The consensus statement has greatly brought clarity to this, and hopefully this will be adopted very widely and not just in cardiology [but] across all the different specialties that touch these patients,” he said during a presentation. “It’s also important for us as interventionalists to speak in the language of the advanced heart failure specialists in the vernacular of heart failure and transplant docs.”

‘Spreading the Word’

From here, Naidu said the next step is “spreading the word to the wider cardiovascular and critical care communities. . . . The timing is right now to embrace the definition and to get the other people to rally around how we handle cardiogenic shock on a global scale.” Then the prognostic power of the classification tool will need to be evaluated, a process Naidu reported is already ongoing with a Mayo Clinic database of 10,000 patients. Ultimately, “this does not work unless we all embrace it, understand it, digest it, and then use it at our institutions,” he said.

Henry added that it will need to be validated in not just the intensive care unit (ICU) setting but in STEMI, advanced heart failure, and structural heart disease. “It may work better in some places than others,” he said.

Also, Henry observed, “it’s definitely clear that this cardiac arrest modifier is a really important issue. When you actually look at the literature of cardiogenic shock, the percentage of people with cardiac arrest and the severity of that . . . is not very well defined,” he said, giving the example of patients with or without the potential for full neurologic recovery, a nuance not typically captured in the prior definitions. “I think accounts for a lot of the differences in mortality that we see in trials.”

“It's an important first step,” Nathan said. “The challenges are going to be at what point do the patients enter your field of vision? Is it in an instantaneous assessment versus a delta in terms of how quickly does a C patient become a D patient or a B patient become a C patient?” The second challenge relates to the high rate of cardiogenic shock that occurs in the medical ICU that is “unfortunately” often siloed away from other shock categories and can suffer “from some degree of misclassification bias,” he added.

Panelist Larry Dean, MD (University of Washington, Seattle), said he is especially interested in future data on the E population. “At what point do you not take these huge amounts of resources and everyone's time and effort to try to salvage a [patient] who’s unlikely to survive?” he asked, noting that physicians struggle with these patients given that they usually do not fare well.

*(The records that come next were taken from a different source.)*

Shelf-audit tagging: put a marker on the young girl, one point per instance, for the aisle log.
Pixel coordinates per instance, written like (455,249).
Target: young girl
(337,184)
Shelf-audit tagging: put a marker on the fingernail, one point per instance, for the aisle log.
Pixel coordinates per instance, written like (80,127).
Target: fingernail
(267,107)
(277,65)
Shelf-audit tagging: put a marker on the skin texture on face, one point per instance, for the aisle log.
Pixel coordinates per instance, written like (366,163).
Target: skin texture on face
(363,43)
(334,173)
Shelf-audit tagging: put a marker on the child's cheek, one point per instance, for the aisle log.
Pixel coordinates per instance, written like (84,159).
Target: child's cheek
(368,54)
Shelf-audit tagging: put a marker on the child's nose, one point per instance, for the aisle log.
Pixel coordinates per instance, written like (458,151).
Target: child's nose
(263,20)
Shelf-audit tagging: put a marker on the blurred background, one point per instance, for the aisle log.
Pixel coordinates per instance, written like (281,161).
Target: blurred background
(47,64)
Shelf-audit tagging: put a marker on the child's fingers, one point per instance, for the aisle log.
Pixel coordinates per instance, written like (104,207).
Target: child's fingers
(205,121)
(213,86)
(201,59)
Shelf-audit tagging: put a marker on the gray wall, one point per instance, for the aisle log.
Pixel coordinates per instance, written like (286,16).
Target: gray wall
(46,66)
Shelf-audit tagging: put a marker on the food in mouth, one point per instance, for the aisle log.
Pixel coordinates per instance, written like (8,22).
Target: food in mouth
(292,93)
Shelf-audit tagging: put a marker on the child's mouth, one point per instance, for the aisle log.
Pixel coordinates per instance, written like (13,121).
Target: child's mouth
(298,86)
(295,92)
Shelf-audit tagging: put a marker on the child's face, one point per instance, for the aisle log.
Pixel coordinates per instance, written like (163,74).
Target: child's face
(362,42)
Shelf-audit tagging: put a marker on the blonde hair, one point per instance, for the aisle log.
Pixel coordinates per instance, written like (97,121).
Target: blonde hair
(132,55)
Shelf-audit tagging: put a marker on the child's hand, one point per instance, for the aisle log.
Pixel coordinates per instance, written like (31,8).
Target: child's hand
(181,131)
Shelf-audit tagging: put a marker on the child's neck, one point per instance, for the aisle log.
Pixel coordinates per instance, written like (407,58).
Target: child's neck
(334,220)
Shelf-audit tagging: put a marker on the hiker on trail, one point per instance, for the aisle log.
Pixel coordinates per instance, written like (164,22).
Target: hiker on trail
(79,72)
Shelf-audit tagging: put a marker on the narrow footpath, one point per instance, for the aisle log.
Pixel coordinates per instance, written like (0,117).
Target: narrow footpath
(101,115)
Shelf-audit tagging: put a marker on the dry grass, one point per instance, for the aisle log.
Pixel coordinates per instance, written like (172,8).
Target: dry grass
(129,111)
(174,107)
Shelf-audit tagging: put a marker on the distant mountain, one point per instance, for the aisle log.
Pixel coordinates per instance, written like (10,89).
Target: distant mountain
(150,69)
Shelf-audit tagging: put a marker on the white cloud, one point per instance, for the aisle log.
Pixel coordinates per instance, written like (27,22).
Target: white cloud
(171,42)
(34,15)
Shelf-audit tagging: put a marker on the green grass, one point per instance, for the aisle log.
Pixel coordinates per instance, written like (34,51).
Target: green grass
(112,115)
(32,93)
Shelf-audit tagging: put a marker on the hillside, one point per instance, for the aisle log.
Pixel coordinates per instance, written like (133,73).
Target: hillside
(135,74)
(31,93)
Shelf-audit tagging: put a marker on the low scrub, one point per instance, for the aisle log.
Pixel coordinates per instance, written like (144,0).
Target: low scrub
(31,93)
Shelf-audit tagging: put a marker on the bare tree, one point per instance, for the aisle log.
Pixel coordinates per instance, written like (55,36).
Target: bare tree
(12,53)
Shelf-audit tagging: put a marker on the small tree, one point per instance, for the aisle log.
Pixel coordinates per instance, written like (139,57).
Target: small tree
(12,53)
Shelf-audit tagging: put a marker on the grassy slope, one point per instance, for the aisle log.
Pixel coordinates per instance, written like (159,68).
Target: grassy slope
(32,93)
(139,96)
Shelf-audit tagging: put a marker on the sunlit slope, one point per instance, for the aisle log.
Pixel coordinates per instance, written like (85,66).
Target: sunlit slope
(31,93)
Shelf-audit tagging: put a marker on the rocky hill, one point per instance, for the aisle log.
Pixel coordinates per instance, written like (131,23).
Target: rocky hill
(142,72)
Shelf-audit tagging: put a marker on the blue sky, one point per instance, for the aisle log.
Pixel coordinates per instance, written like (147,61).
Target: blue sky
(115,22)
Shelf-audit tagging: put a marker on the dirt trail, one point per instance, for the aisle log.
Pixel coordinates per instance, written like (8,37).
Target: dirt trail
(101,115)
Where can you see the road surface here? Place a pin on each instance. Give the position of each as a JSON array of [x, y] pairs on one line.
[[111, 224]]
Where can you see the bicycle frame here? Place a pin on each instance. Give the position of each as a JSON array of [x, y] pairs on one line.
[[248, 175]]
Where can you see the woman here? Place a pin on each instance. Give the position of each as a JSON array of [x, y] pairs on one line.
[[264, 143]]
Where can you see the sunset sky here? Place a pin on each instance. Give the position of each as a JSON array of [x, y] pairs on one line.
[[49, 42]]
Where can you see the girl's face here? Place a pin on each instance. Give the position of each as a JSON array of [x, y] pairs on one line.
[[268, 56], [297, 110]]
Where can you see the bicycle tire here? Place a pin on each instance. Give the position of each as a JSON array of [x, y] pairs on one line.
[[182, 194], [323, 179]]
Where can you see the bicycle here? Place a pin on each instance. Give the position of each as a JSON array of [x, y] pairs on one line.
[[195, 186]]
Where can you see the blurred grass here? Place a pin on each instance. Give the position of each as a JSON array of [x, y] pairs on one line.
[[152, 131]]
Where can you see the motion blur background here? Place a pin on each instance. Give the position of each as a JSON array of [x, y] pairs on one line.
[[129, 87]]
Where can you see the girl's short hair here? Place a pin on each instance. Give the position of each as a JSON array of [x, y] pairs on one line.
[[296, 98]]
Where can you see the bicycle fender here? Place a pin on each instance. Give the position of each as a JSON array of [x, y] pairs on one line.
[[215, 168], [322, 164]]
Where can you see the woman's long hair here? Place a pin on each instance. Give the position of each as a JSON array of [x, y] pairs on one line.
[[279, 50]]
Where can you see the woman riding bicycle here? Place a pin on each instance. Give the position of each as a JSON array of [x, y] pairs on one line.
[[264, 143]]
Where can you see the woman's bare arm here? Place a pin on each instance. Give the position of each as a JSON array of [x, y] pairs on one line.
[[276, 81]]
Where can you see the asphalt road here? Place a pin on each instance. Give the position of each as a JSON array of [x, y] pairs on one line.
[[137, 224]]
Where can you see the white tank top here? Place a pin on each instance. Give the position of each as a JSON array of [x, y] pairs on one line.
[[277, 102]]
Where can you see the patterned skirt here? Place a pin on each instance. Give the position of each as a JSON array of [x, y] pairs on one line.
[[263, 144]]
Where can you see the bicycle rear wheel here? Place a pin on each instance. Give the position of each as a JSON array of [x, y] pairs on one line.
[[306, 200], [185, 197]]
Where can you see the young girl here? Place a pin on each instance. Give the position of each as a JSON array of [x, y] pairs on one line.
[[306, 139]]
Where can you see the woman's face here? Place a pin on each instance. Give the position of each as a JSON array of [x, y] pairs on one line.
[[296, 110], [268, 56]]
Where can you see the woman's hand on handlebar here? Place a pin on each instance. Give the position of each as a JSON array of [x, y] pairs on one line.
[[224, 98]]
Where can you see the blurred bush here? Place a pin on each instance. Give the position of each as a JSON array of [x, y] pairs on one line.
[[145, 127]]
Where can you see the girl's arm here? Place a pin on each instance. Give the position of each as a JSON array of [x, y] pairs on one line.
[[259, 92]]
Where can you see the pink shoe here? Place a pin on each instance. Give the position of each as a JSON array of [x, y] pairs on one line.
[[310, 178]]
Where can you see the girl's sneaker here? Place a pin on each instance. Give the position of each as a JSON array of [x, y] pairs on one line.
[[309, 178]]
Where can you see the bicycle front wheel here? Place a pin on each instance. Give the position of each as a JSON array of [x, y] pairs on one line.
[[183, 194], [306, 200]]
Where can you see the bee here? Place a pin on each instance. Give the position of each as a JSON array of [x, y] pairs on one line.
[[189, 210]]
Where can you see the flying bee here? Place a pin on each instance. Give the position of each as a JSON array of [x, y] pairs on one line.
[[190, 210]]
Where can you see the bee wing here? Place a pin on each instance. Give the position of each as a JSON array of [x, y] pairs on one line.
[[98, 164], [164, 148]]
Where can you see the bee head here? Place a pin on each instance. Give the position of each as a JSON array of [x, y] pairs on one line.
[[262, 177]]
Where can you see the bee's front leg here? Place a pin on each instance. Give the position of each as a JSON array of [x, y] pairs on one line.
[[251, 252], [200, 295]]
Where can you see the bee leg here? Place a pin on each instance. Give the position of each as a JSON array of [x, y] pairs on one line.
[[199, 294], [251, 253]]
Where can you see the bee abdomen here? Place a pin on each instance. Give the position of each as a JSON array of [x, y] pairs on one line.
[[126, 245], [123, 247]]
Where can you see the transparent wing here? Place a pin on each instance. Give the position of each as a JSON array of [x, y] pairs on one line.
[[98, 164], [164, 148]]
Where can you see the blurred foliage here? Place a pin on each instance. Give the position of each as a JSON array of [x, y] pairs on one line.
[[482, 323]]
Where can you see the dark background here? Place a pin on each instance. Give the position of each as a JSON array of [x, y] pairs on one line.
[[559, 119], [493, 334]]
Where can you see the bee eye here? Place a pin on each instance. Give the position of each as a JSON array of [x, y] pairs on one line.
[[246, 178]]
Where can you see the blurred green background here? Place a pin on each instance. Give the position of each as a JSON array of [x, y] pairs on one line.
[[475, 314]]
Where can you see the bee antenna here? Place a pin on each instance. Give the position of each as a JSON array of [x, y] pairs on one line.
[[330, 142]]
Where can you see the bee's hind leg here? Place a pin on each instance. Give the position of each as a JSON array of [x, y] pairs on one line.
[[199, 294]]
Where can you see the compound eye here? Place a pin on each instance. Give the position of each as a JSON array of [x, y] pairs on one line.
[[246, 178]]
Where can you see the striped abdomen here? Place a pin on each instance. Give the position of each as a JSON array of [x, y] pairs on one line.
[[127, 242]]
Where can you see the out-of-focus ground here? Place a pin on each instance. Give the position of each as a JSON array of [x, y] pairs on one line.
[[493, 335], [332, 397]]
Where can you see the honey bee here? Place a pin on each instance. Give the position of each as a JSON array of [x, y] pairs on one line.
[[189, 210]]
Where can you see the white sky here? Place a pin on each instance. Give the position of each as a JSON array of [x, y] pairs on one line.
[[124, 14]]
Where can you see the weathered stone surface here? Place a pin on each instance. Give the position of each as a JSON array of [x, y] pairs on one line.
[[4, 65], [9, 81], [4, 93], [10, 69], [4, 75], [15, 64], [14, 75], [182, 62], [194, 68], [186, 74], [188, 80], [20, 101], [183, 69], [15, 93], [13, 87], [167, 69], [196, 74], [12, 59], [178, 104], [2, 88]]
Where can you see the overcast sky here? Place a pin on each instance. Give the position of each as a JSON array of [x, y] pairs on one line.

Henry said that using public reporting data can potentially help with setting the threshold for futility in certain patient cohorts. “We should be encouraged to take care of these patients, but then we should use that data to define [in whom] should we be aggressive.”

“We’ll see how it goes going forward, but we can’t advance this part of our practice until we all agree on a definition and start looking at these patient populations in a more precise way than what we've done in the past,” Dean said.

  • Naidu, Henry, and Dean report no relevant conflicts of interest.
  • Nathan reports serving as a consultant for Abiomed, Maquet, Cardiovascular Systems, Inc, Medtronic, Merit Medical, and Terumo and on the speaker bureau for Cardiovascular Systems, Inc, Janssen, and AstraZeneca.
  • Brilakis reports receiving consulting/speaker honoraria from Abbott Vascular, the American Heart Association (associate editor for Circulation), Boston Scientific, the Cardiovascular Innovations Foundation (board of directors), CSI, Elsevier, GE Healthcare, Infraredx, and Medtronic; receiving research support from Regeneron and Siemens; being a shareholder of MHI Ventures; and serving on the board of trustees for the Society for Cardiovascular Angiography and Interventions.